De la nécessité impérieuse de la justice fiscale

Editorialiste en chef Temps de lecture: 3 min

« La pression fiscale est inégalement répartie entre les revenus du travail et les autres revenus » ou encore « Les plus grosses épaules doivent être celles qui supportent les charges les plus lourdes ». Ces deux phrases ne sont pas tirées d’un calicot des manifestants de jeudi dernier ou de la master classdonnée à l’invitation du Soir par Thomas Piketty, l’économiste gourou du Capital au XXIe siècle. Non, elles sont extraites de l’accord du gouvernement Michel et ne font que rejoindre un constat flagrant, dressé par tous les bords politiques : l’inégalité de la pression fiscale est une évidence, la fiscalité pesant trop lourdement sur le travail par rapport aux « autres revenus », soit les revenus du capital.

Une taxation sur le capital et les plus hauts revenus – sous une forme à définir – était l’absente la plus flagrante des mesures annoncées par le nouveau gouvernement. Et cela alors que le MR et le CD&V au nord du pays s’étaient fait les ardents défenseurs durant la campagne d’une réforme fiscale tranchée. Les deux partis qui se sont heurtés au niet de leurs partenaires, reviennent aujourd’hui à la charge : le CD&V surtout, dès ce week-end, et le MR ce lundi par la voix du ministre Jamar, dont on verra s’il est soutenu par son Premier ministre.

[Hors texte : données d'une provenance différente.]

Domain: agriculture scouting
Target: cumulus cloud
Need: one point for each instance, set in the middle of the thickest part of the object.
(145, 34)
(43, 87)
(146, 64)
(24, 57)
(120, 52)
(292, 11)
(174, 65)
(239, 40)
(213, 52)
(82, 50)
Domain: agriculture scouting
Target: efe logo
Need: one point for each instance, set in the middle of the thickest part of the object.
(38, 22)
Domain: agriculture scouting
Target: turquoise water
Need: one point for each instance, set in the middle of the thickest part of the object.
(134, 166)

Ils ont raison de revenir à la charge. Il y a même urgence à réaliser ce shift fiscal. Il n’est pas ici question de punir le capital, indispensable pour irriguer l’économie. Mais il est crucial que les réformes radicales décidées soient rendues plus acceptables et donc applicables par ceux qui les « subissent », qui doivent avoir le sentiment primo, que ces efforts vont conduire à des emplois (le plan de la Commission européenne pourrait aider) et secundo, qu’ils ne sont pas les seuls à « payer ». Or nombre d’indicateurs, en Belgique mais aussi en Europe, démontrent l’inverse : 1) Piketty prouve que les inégalités s’accroissent et de telle façon qu’elles pourraient conduire à des tensions sociales ingérables ; 2) les Luxembourg Leaksont mis des noms à travers le monde, sur nombre de grandes familles et d’entreprises dont les revenus, importants, échappent à l’impôt en toute légalité ; 3) la vente par Marc Coucke de sa société Omega Pharma, sans acquitter de taxe sur la plus-value réalisée, pose question à tout le spectre politique depuis vendredi.

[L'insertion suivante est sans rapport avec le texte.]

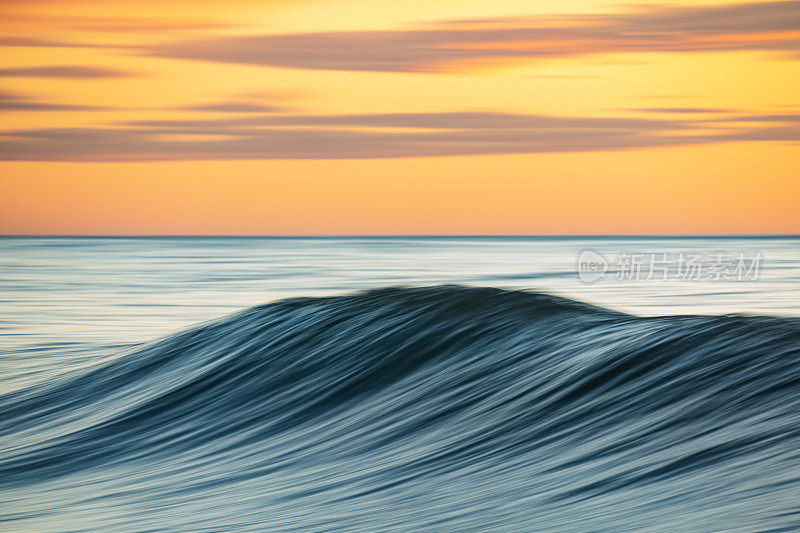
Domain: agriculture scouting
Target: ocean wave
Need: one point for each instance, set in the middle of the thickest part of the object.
(419, 409)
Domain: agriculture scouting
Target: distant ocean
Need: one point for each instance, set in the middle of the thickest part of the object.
(400, 384)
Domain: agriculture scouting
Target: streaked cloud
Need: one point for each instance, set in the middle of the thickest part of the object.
(234, 107)
(68, 72)
(15, 102)
(369, 136)
(682, 110)
(764, 26)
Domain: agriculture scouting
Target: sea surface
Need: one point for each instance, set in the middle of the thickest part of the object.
(400, 384)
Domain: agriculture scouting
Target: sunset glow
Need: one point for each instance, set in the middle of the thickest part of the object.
(357, 117)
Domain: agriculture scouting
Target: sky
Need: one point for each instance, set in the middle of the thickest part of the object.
(399, 117)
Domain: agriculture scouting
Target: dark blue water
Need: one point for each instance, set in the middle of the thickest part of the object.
(444, 408)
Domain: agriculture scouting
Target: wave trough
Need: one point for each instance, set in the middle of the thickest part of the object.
(419, 409)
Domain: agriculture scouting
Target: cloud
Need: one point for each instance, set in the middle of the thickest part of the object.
(365, 136)
(682, 110)
(66, 72)
(13, 102)
(767, 26)
(234, 107)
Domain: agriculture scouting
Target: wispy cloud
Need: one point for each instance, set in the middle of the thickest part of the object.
(767, 26)
(66, 72)
(15, 102)
(368, 136)
(234, 107)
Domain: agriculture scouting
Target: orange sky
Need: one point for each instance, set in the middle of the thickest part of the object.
(399, 117)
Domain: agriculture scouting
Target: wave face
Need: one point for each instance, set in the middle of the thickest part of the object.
(425, 409)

«  Je vais mieux utiliser cet argent que l’Etat », déclare le patron flamand. Son coup de sang est-il une raison pour laisser l’Etat hors jeu de la répartition des revenus et de l’affectation de l’impôt, dont il est le seul à pouvoir garantir qu’elles se font en fonction de la justice sociale et non à la tête du client ? S’y résoudre menacerait gravement l’équilibre intrinsèque de la société. Le gouverneur de la Banque nationale déclarait que les syndicalistes, par la manifestation, faisaient un doigt d’honneur à leurs petits-enfants. Le gouvernement, s’il ne répartit pas la charge fiscale plus égalitairement, ne ferait pas autre chose.